In what the American Freedom Law Center (AFLC) described as nearly a three-hour hearing held in Dallas District Court Monday, Judge Maricela Moore dismissed the claim filed by the plaintiff father on his own behalf and on behalf of his now 15-year old son, Ahmed Mohamed.
The teen was the Irving high school freshman who, on September 14, 2015, brought to class a homemade digital clock-in-a-box that resembled a “hoax bomb.” No charges were ever filed once the situation sorted itself out, although, initially he was detained by police, served three days of suspension, and his family withdrew him from school.
On Monday, AFLC co-founder and senior counsel David Yerushalmi argued in court on behalf of clients the Center for Security Policy (CSP) and its Vice President Jim Hanson. He explained the purpose of a lawfare-driven suit is to intimidate into silence those who might comment publicly on the connection between jihad, terrorism, sharia, and Islam.

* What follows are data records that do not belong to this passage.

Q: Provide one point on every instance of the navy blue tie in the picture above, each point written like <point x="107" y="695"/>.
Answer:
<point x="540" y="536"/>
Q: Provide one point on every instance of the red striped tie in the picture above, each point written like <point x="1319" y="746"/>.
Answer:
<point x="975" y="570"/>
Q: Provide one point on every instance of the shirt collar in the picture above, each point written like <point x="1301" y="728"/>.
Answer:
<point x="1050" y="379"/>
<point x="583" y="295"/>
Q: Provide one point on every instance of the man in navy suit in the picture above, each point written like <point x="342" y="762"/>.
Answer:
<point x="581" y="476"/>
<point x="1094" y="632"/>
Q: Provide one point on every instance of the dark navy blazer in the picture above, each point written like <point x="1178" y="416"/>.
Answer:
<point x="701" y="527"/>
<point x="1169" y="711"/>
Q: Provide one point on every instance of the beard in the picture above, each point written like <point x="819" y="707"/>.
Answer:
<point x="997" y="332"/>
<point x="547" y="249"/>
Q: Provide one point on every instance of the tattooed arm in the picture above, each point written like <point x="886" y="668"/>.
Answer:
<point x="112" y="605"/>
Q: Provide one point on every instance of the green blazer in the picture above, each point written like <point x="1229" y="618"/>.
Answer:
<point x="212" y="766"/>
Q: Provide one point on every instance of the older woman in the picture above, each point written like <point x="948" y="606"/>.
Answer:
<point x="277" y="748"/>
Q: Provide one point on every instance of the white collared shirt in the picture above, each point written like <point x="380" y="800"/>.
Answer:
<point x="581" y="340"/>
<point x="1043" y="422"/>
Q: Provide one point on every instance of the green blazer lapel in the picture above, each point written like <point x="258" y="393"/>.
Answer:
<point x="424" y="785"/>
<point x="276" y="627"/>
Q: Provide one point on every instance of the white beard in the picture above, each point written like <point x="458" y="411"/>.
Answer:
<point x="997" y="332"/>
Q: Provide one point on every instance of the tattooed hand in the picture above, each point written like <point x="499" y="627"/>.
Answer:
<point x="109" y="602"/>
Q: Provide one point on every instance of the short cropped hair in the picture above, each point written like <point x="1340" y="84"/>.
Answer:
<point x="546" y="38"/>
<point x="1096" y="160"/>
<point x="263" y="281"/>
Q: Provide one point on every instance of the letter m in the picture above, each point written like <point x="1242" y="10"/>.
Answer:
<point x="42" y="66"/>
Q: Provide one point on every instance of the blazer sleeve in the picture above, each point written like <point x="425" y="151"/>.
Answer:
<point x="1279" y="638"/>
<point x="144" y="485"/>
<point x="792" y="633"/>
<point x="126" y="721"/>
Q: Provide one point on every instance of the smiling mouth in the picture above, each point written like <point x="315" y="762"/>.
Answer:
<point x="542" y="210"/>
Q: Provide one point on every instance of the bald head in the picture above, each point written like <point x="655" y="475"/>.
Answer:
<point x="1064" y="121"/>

“This case is a classic Strategic Lawsuit Against Public Participation or ‘SLAPP’ case and should be dismissed,” he stated.
The judge requested that Mohamed’s counsel, Fort Worth attorney Susan Hutchison, provide any facts that would suggest Hanson and the other defendants said anything false or defamatory about Mohamed or his son during television broadcasts. According to AFLC, she did not.

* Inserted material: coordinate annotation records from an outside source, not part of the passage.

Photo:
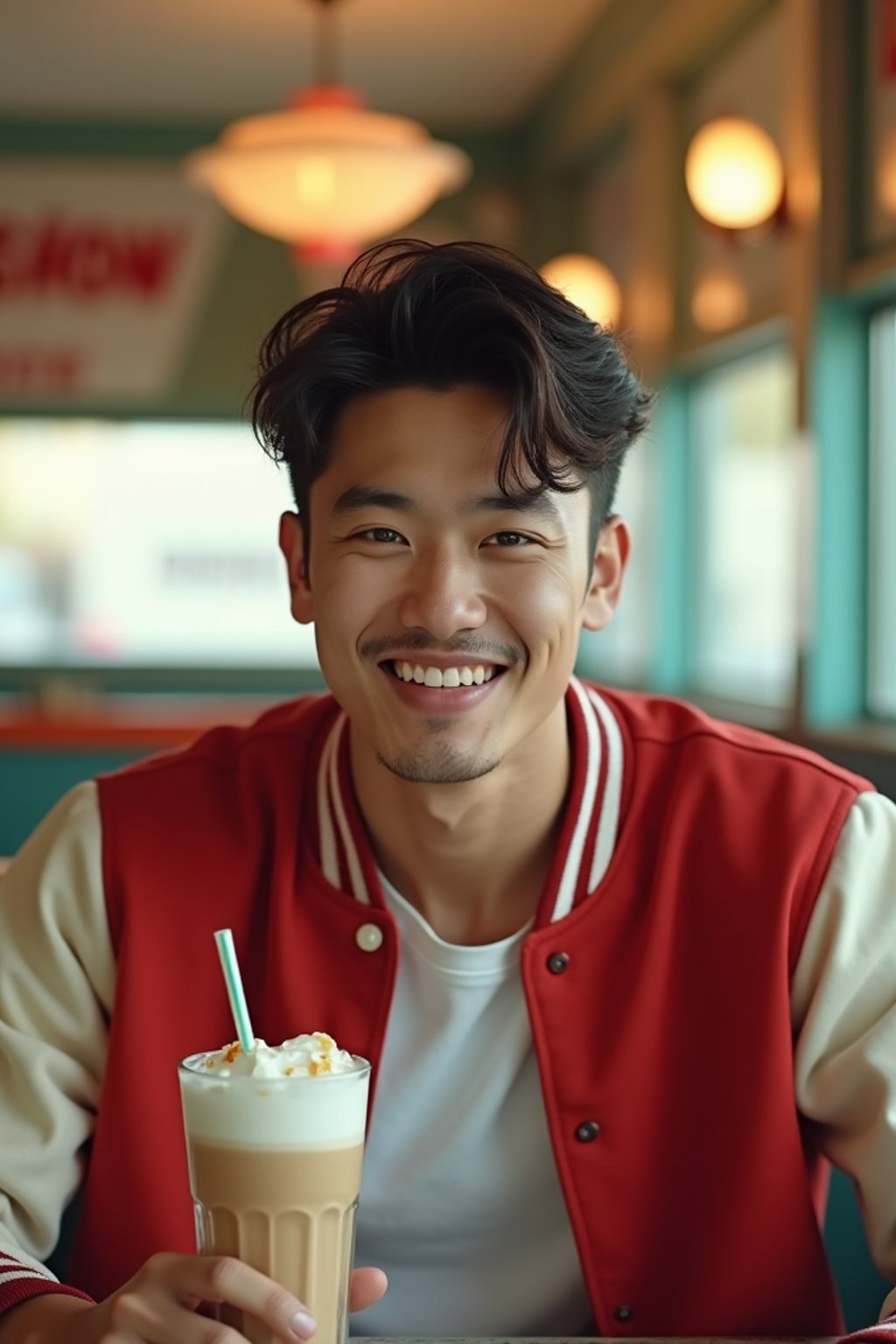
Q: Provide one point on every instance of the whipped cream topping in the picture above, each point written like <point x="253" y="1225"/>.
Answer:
<point x="311" y="1055"/>
<point x="303" y="1095"/>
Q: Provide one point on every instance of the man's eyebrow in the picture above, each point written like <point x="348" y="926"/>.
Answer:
<point x="369" y="496"/>
<point x="540" y="506"/>
<point x="358" y="498"/>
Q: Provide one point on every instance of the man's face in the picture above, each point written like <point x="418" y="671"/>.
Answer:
<point x="446" y="616"/>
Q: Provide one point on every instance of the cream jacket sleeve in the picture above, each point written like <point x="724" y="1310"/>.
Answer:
<point x="57" y="982"/>
<point x="844" y="1011"/>
<point x="57" y="985"/>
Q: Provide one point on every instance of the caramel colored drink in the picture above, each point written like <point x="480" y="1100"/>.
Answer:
<point x="274" y="1143"/>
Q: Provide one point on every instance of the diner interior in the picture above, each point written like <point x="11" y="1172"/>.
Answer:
<point x="713" y="179"/>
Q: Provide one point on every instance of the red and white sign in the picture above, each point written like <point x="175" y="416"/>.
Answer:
<point x="103" y="269"/>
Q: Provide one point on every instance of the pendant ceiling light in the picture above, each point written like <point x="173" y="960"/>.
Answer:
<point x="326" y="175"/>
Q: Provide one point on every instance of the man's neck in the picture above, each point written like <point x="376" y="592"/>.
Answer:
<point x="472" y="858"/>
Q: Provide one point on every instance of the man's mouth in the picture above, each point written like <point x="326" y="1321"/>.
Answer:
<point x="465" y="674"/>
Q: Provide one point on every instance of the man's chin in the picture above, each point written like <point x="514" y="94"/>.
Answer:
<point x="438" y="765"/>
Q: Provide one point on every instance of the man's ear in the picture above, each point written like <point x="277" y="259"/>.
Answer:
<point x="610" y="559"/>
<point x="291" y="543"/>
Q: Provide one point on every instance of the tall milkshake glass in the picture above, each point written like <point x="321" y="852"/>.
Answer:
<point x="276" y="1171"/>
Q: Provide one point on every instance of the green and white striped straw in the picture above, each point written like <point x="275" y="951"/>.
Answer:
<point x="235" y="993"/>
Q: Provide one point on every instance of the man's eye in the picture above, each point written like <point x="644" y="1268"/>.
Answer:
<point x="381" y="534"/>
<point x="509" y="539"/>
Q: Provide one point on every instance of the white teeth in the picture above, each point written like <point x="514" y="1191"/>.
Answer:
<point x="449" y="677"/>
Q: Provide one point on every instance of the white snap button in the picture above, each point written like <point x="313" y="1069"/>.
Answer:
<point x="369" y="937"/>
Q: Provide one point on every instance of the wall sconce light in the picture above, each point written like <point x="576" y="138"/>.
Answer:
<point x="587" y="284"/>
<point x="886" y="172"/>
<point x="734" y="173"/>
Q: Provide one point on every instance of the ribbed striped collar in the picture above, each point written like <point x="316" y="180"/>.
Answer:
<point x="587" y="832"/>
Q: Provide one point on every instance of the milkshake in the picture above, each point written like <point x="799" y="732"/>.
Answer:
<point x="274" y="1140"/>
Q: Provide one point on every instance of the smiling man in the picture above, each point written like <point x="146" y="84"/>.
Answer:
<point x="626" y="975"/>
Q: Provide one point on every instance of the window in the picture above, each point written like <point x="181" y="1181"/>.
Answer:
<point x="143" y="544"/>
<point x="881" y="559"/>
<point x="747" y="531"/>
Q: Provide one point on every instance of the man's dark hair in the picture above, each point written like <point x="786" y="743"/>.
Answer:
<point x="411" y="313"/>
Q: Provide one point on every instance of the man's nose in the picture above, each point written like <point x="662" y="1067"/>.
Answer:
<point x="442" y="597"/>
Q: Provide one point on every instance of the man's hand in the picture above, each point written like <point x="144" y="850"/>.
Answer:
<point x="160" y="1306"/>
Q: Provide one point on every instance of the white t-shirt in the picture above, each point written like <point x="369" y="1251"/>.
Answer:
<point x="461" y="1201"/>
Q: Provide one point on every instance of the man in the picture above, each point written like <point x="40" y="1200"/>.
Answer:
<point x="625" y="973"/>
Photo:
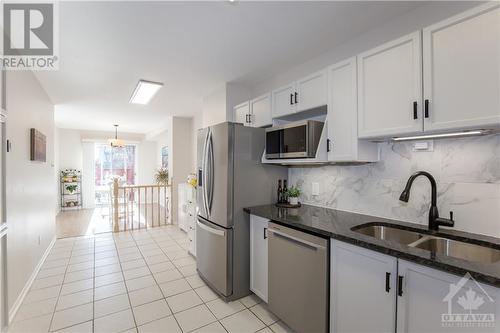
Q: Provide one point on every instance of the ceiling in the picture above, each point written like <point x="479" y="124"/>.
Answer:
<point x="192" y="47"/>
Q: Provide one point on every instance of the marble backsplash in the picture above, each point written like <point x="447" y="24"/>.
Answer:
<point x="467" y="171"/>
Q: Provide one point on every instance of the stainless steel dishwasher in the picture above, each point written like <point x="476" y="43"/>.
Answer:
<point x="298" y="279"/>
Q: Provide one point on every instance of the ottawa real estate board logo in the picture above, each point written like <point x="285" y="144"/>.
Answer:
<point x="30" y="35"/>
<point x="469" y="306"/>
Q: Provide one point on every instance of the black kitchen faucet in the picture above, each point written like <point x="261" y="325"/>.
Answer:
<point x="434" y="220"/>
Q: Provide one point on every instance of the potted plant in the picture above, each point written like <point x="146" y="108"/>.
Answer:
<point x="293" y="195"/>
<point x="161" y="176"/>
<point x="192" y="180"/>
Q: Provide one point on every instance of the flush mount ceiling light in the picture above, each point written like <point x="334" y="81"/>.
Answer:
<point x="116" y="143"/>
<point x="144" y="91"/>
<point x="439" y="136"/>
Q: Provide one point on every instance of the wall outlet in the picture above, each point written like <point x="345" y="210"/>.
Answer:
<point x="315" y="189"/>
<point x="421" y="146"/>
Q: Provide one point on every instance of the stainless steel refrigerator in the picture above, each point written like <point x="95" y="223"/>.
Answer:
<point x="3" y="213"/>
<point x="230" y="177"/>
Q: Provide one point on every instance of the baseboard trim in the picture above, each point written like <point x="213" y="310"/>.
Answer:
<point x="27" y="286"/>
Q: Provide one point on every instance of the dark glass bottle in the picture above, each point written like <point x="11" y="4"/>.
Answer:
<point x="285" y="192"/>
<point x="280" y="192"/>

On Tuesday, Breitbart Texas obtained a copy of the judge’s order, dismissing the lawsuit against Hanson and CSP, with prejudice:
After considering the Motion, all responses and replies thereto, and all supporting or opposing affidavits, evidence admitted, and the arguments of counsel, the Court finds that the Motion is well taken and in all respects GRANTED.

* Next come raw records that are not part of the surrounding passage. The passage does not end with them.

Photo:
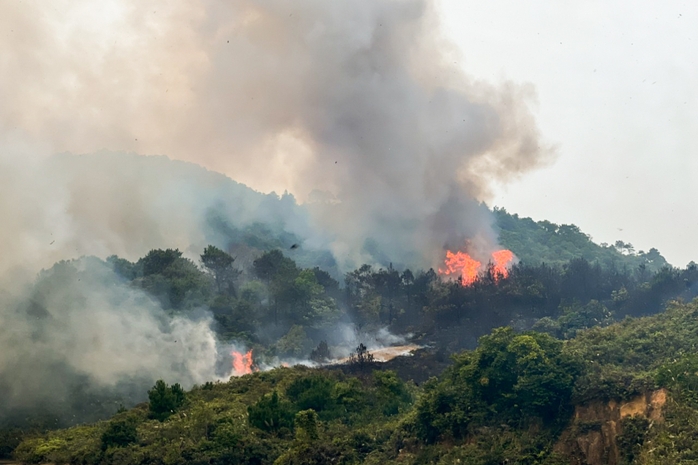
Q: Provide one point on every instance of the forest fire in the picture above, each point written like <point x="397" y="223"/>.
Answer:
<point x="461" y="264"/>
<point x="242" y="363"/>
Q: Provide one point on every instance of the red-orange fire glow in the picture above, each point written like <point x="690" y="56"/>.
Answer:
<point x="460" y="263"/>
<point x="502" y="259"/>
<point x="463" y="265"/>
<point x="242" y="363"/>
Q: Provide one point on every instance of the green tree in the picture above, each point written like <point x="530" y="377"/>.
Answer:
<point x="120" y="432"/>
<point x="165" y="400"/>
<point x="220" y="265"/>
<point x="270" y="413"/>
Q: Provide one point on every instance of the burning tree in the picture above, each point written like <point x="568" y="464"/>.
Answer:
<point x="361" y="356"/>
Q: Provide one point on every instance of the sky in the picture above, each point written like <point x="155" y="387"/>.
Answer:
<point x="617" y="93"/>
<point x="612" y="87"/>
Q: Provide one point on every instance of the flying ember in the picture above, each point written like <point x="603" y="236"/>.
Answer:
<point x="242" y="363"/>
<point x="461" y="264"/>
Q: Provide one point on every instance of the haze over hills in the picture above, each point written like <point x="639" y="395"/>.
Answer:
<point x="106" y="327"/>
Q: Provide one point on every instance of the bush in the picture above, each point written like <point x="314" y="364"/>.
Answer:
<point x="312" y="392"/>
<point x="120" y="432"/>
<point x="507" y="379"/>
<point x="165" y="400"/>
<point x="271" y="414"/>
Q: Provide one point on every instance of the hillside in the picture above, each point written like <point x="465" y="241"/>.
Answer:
<point x="509" y="401"/>
<point x="536" y="242"/>
<point x="172" y="203"/>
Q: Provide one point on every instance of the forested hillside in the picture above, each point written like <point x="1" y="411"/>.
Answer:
<point x="257" y="289"/>
<point x="536" y="242"/>
<point x="510" y="400"/>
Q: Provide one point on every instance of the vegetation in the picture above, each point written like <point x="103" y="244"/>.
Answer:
<point x="508" y="400"/>
<point x="573" y="324"/>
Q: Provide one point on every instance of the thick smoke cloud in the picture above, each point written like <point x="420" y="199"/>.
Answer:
<point x="360" y="102"/>
<point x="358" y="108"/>
<point x="79" y="327"/>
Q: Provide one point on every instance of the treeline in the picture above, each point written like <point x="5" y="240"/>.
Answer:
<point x="536" y="242"/>
<point x="508" y="401"/>
<point x="285" y="310"/>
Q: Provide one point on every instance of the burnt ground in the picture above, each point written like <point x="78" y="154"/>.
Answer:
<point x="418" y="367"/>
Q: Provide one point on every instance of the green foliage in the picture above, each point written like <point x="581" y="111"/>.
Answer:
<point x="306" y="425"/>
<point x="220" y="264"/>
<point x="294" y="344"/>
<point x="361" y="357"/>
<point x="312" y="392"/>
<point x="165" y="400"/>
<point x="545" y="242"/>
<point x="177" y="282"/>
<point x="271" y="414"/>
<point x="120" y="432"/>
<point x="509" y="378"/>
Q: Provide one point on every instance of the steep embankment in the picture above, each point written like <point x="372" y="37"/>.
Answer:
<point x="621" y="394"/>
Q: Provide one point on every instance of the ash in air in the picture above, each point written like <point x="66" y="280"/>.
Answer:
<point x="358" y="108"/>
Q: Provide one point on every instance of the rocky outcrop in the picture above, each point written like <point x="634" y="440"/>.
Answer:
<point x="591" y="437"/>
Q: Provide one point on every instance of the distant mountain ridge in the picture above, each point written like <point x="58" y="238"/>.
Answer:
<point x="164" y="199"/>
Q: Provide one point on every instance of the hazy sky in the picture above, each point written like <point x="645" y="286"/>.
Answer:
<point x="617" y="87"/>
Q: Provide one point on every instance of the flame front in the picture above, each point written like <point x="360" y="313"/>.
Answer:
<point x="242" y="363"/>
<point x="463" y="265"/>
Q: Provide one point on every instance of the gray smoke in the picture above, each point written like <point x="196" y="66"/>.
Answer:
<point x="359" y="101"/>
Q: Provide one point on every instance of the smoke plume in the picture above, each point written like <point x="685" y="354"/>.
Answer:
<point x="358" y="108"/>
<point x="362" y="103"/>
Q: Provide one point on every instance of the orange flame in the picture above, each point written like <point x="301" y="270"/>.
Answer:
<point x="242" y="363"/>
<point x="463" y="265"/>
<point x="502" y="259"/>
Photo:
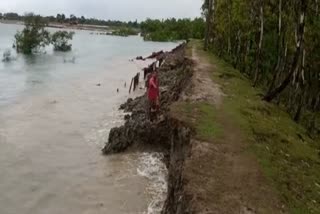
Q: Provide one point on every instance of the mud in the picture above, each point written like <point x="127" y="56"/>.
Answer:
<point x="166" y="133"/>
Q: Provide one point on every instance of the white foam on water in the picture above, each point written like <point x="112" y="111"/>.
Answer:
<point x="152" y="167"/>
<point x="99" y="135"/>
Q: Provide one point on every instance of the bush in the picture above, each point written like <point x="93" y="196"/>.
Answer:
<point x="60" y="40"/>
<point x="33" y="36"/>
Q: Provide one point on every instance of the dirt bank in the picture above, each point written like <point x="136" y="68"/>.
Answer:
<point x="168" y="134"/>
<point x="210" y="170"/>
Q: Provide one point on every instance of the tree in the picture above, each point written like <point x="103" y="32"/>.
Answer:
<point x="33" y="36"/>
<point x="60" y="40"/>
<point x="208" y="6"/>
<point x="82" y="20"/>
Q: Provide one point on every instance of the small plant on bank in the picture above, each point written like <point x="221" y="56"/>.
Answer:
<point x="33" y="36"/>
<point x="60" y="40"/>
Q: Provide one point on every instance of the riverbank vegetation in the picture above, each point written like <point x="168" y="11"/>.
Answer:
<point x="172" y="29"/>
<point x="60" y="40"/>
<point x="123" y="31"/>
<point x="288" y="155"/>
<point x="72" y="20"/>
<point x="276" y="45"/>
<point x="34" y="36"/>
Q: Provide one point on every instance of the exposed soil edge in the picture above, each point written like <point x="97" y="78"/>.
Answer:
<point x="171" y="135"/>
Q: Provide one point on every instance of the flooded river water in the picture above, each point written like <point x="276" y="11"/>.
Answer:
<point x="54" y="120"/>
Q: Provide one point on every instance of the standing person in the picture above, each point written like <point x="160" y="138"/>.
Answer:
<point x="153" y="95"/>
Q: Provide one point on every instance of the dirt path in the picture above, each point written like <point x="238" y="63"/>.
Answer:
<point x="225" y="176"/>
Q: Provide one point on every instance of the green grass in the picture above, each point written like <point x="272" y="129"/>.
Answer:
<point x="288" y="157"/>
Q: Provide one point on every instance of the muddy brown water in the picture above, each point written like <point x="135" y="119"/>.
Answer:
<point x="54" y="119"/>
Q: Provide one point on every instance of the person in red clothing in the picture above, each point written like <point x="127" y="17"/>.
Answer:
<point x="153" y="95"/>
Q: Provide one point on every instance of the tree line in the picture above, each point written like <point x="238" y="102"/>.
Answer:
<point x="276" y="44"/>
<point x="34" y="36"/>
<point x="172" y="29"/>
<point x="72" y="19"/>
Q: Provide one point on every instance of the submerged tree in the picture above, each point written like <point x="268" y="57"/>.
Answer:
<point x="60" y="40"/>
<point x="33" y="36"/>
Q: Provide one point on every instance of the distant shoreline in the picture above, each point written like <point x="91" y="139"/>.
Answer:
<point x="66" y="26"/>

Moore added CSP parties were entitled to petition the court for its legal fees and associated court expenses plus “recover sanctions” against the plaintiff and his attorney “and all other further relief to which they may show themselves justly entitled, whether at law or in equity.”
By email, Yerushalmi told Breitbart Texas AFLC also argued in court, in part, for Glenn Beck and his production company. He said a prior judge, now retired, previously dismissed the Dallas Fox affiliate and Ben Ferguson. “While I don’t represent Ben Shapiro, he’ll ultimately be dismissed as well because the infirmities of Clock Boy’s suit applies to all defendants,” he said.
In September, Clock Boy’s father filed the 21-page defamation lawsuit against Fox Television Stations, LLC; Texas resident Ben Ferguson, Ben Shapiro, City of Irving Mayor Beth Van Duyne, Glenn Beck and The Blaze, plus CSP and Hanson over statements Hanson made during an appearance on Beck’s show that the elder Mohamed orchestrated an intense media campaign via a local chapter of the Council on American-Islamic Relations (CAIR), a group the U.S. government formally linked to the Muslim Brotherhood and to the designated terrorist organization Hamas in several formal court filings in federal terrorism cases. Hanson, a counter-terrorism expert, explained the affair had the look and feel of a typical “influence operation” to what the Muslim Brotherhood calls its ‘civilization jihad’ against the West,” according to AFLC.
Days after the “Clock Boy” incident, Alia Salem, Dallas director of the Council on American-Islamic Relations (CAIR) spoke to news media asserting Ahmed was targeted based on religious and racial identity. She hosted a press conference on the Mohamed family’s front lawn and introduced her group as “helping to get Ahmed’s story out.” The teen remained in the public eye for months. CNN promoted a fundraiser for him. TIME named him one of 2015’s top 30 most influential teens. News coverage followed him on his travels from Google to Qatar. He tweeted his every move. His father spoke to the press.